President Uribe and his opponents Friday morning links
Apr 262007

In March 2006, Rep. Dan Burton (R-Indiana) added $26.3 million in new military aid for Colombia to a bill adding “supplemental” funds for Iraq, Hurricane Katrina relief, and the “war on terror.” Said Burton at the time, “[W]e have to decide as a Congress are we going to continue to fight the war against drugs or are we going to start acquiescing? Are we going to start caving in?”

The funding, intended to give Colombia maritime interdiction aircraft, was to come from a cut to an unpopular program: prison construction in Iraq. It passed the Republican-majority House by a vote of 250-172. The Senate didn’t include the $26.3 million, so both houses ended up splitting the difference: the bill, signed into law last June 15, ended up adding $13 million to Colombia’s 2006 military and police aid total (about $600 million).
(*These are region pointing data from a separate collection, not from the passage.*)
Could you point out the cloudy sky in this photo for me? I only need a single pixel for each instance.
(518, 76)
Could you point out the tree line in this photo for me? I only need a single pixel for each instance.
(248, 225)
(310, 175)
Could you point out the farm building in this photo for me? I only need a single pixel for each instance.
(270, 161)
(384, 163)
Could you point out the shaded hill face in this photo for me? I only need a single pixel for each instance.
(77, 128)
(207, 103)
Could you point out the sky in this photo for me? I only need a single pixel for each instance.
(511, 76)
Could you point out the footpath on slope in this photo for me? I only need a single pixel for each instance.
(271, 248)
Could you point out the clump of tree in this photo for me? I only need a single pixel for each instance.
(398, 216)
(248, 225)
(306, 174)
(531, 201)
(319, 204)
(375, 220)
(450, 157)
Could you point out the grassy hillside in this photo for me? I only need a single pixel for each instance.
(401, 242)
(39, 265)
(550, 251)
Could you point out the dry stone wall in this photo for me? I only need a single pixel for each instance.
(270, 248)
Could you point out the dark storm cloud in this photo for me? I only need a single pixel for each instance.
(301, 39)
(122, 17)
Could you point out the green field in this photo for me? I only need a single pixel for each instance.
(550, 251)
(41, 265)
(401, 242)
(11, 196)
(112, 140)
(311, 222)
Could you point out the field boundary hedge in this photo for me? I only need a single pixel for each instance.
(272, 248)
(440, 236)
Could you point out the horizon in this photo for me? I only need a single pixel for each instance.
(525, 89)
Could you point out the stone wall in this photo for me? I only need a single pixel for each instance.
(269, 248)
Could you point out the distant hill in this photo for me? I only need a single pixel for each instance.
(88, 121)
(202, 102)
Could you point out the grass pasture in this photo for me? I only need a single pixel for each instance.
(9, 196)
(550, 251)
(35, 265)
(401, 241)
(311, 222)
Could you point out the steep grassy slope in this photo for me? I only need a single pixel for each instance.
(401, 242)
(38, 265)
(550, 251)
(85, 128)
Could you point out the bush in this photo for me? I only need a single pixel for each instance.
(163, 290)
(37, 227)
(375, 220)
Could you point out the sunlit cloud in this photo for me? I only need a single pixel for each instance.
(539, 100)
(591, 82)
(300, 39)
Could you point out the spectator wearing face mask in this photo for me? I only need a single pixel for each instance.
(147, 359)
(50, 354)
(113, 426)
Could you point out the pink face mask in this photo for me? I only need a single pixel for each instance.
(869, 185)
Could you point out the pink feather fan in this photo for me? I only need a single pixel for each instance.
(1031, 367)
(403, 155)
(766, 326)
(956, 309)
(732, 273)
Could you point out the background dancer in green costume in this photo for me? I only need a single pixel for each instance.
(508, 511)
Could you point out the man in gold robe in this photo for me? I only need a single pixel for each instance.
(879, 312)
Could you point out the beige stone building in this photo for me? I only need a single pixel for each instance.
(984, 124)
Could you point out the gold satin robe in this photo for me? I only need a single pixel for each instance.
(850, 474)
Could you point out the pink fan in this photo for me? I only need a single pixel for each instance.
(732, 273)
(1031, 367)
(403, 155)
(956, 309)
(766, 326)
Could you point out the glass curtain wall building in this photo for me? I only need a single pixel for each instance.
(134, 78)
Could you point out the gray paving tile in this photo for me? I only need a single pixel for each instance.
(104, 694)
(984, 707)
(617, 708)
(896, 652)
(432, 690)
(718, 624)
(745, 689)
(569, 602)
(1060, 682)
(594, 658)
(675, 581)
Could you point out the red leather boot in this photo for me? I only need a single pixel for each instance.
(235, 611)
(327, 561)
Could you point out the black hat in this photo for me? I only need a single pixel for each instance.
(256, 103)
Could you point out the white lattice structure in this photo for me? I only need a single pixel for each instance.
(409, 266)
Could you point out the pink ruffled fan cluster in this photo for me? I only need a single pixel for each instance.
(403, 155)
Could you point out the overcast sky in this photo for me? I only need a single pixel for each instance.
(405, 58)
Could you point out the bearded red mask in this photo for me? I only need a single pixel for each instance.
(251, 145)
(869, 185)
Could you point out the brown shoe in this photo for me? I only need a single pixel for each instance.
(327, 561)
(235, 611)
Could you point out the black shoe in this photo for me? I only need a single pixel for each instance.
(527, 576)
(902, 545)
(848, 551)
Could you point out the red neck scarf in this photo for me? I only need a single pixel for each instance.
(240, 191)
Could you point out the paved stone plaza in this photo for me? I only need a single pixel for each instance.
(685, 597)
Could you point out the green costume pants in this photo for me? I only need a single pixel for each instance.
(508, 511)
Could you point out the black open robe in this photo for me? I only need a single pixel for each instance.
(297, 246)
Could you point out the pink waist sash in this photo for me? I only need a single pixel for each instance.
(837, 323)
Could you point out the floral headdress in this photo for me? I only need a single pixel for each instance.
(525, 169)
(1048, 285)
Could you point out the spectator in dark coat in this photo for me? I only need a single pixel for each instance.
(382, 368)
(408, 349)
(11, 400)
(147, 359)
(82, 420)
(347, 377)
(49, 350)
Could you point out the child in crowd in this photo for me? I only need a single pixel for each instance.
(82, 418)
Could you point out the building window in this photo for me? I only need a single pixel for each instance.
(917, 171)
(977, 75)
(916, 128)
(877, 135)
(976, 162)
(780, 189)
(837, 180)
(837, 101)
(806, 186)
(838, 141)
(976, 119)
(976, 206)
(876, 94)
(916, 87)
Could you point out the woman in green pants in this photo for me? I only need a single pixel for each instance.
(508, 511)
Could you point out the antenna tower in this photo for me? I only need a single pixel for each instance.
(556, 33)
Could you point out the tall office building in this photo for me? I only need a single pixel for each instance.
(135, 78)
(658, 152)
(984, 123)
Almost a year has passed, and the aircraft purchase has not been finalized. Now, a much different, Democratic Party-led Congress has almost completed another “supplemental” funding bill for Iraq and the “war on terror.”
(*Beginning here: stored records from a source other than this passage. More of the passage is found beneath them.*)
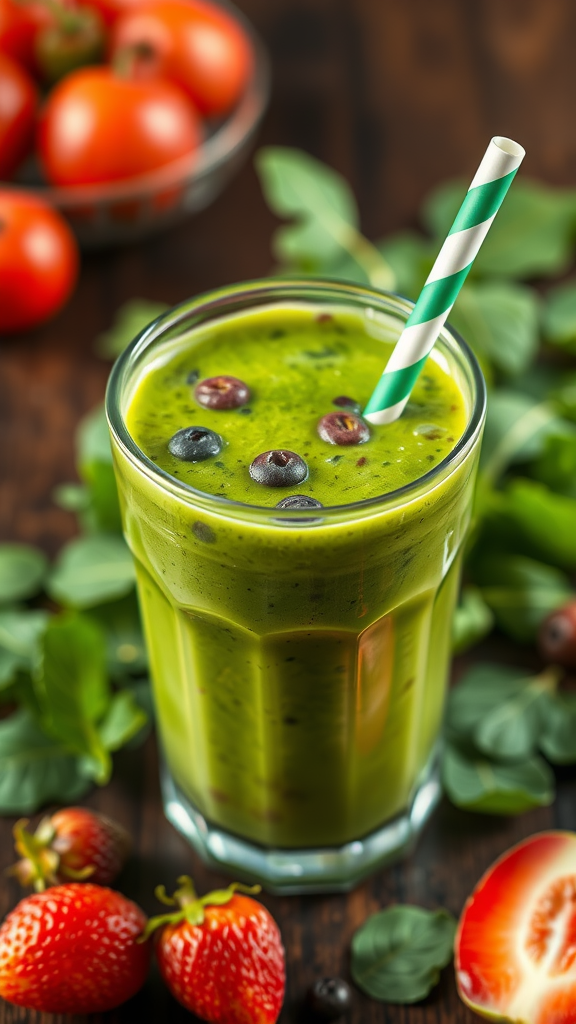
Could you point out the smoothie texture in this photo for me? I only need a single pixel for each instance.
(298, 367)
(298, 659)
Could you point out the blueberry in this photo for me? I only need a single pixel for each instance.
(344, 401)
(221, 392)
(279, 468)
(195, 443)
(299, 502)
(343, 428)
(329, 998)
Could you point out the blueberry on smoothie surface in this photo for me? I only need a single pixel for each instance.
(195, 443)
(221, 392)
(299, 502)
(278, 468)
(343, 428)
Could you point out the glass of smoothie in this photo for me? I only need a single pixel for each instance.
(297, 570)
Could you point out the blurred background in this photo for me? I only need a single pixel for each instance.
(398, 95)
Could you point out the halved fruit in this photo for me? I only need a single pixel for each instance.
(516, 944)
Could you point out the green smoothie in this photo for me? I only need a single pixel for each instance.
(298, 659)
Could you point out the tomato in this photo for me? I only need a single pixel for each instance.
(17, 109)
(38, 260)
(19, 23)
(97, 126)
(196, 44)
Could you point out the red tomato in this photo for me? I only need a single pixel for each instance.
(17, 108)
(111, 10)
(38, 260)
(196, 44)
(19, 23)
(99, 127)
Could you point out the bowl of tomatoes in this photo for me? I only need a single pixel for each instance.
(129, 114)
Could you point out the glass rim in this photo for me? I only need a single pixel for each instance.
(321, 289)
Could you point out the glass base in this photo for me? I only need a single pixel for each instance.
(290, 871)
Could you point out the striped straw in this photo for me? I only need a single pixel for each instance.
(454, 260)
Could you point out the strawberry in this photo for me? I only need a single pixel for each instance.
(72, 845)
(73, 949)
(516, 948)
(220, 955)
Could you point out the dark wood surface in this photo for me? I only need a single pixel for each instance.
(398, 94)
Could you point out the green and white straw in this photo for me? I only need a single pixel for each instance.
(454, 260)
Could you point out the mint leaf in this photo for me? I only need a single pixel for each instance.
(397, 955)
(73, 689)
(476, 783)
(559, 320)
(499, 320)
(471, 622)
(90, 570)
(130, 318)
(323, 208)
(531, 237)
(124, 719)
(34, 768)
(22, 571)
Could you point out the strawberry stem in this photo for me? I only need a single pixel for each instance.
(191, 907)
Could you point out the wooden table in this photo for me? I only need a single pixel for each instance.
(398, 94)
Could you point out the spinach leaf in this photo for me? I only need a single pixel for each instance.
(34, 768)
(23, 569)
(477, 783)
(520, 591)
(73, 689)
(398, 953)
(324, 209)
(130, 318)
(531, 237)
(472, 621)
(499, 320)
(91, 570)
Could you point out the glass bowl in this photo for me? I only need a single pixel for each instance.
(117, 212)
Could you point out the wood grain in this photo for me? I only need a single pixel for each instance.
(398, 94)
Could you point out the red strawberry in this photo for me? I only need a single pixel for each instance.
(74, 844)
(221, 955)
(73, 949)
(516, 946)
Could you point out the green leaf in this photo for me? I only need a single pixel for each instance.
(19, 636)
(472, 621)
(126, 649)
(73, 688)
(499, 320)
(323, 208)
(130, 318)
(543, 520)
(124, 719)
(520, 591)
(397, 955)
(474, 782)
(517, 428)
(92, 569)
(559, 320)
(22, 571)
(558, 739)
(532, 235)
(34, 768)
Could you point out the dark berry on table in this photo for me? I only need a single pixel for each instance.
(329, 998)
(299, 502)
(221, 392)
(343, 428)
(344, 401)
(557, 637)
(195, 443)
(279, 468)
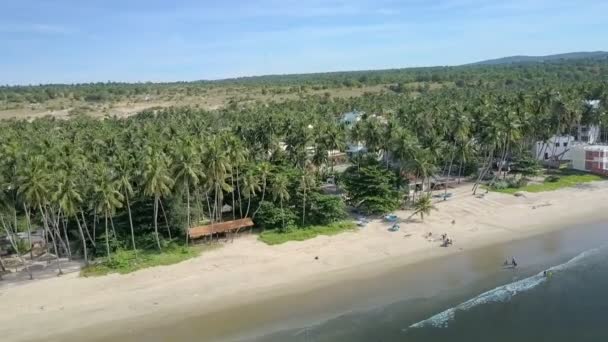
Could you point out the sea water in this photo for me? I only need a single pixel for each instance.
(567, 303)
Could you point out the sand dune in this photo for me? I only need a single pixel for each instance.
(247, 269)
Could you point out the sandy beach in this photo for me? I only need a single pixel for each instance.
(247, 270)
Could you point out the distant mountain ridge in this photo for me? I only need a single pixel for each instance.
(542, 59)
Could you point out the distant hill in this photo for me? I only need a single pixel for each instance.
(542, 59)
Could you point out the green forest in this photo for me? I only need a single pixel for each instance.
(99, 187)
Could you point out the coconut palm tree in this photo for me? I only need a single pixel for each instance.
(33, 188)
(187, 171)
(264, 169)
(157, 182)
(69, 199)
(107, 197)
(251, 185)
(279, 190)
(423, 206)
(307, 182)
(124, 170)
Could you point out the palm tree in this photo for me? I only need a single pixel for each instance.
(108, 197)
(264, 170)
(423, 206)
(279, 190)
(69, 199)
(307, 182)
(187, 170)
(157, 182)
(125, 179)
(251, 185)
(33, 189)
(216, 169)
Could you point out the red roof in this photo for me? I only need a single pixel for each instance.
(221, 227)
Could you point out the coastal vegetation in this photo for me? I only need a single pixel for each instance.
(554, 181)
(125, 188)
(272, 237)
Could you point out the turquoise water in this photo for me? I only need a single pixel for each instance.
(508, 305)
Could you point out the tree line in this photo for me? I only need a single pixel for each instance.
(139, 182)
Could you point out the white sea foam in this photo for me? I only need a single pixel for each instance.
(500, 294)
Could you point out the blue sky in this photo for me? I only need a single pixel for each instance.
(68, 41)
In a surprising move, this bill – as agreed to by the House and Senate – will undo last year’s Burton provision. The final bill adopts this language, which was proposed by the Senate:

Of the amounts made available for procurement of a maritime patrol aircraft for the Colombian Navy under this heading in Public Law 109–234, $13,000,000 are rescinded.

President Bush is likely to veto this bill because it sets a timetable for withdrawal from Iraq. It will have to become law eventually, though, because the government needs the “supplemental” money. Once it passes, it appears that our estimate of 2006 U.S. military aid to Colombia will decrease by $13 million.

This is a small but significant step. It is the first legislative evidence so far that the new Congress intends to change course in Colombia.

3 Responses to “Congress takes back some military aid”

  1. jcg Says:

    “This is a small but significant step. It is the first legislative evidence so far that the new Congress intends to change course in Colombia.”

    If reductions and restrictions in this field are joined by increases in others that have been severely underfunded, I’d hope.

  2. Adam Isacson Says:

    Hear, hear. A “war on terror” supplemental is not the venue, though.

  3. jcg Says:

    Oh, definitely. You’re right about that.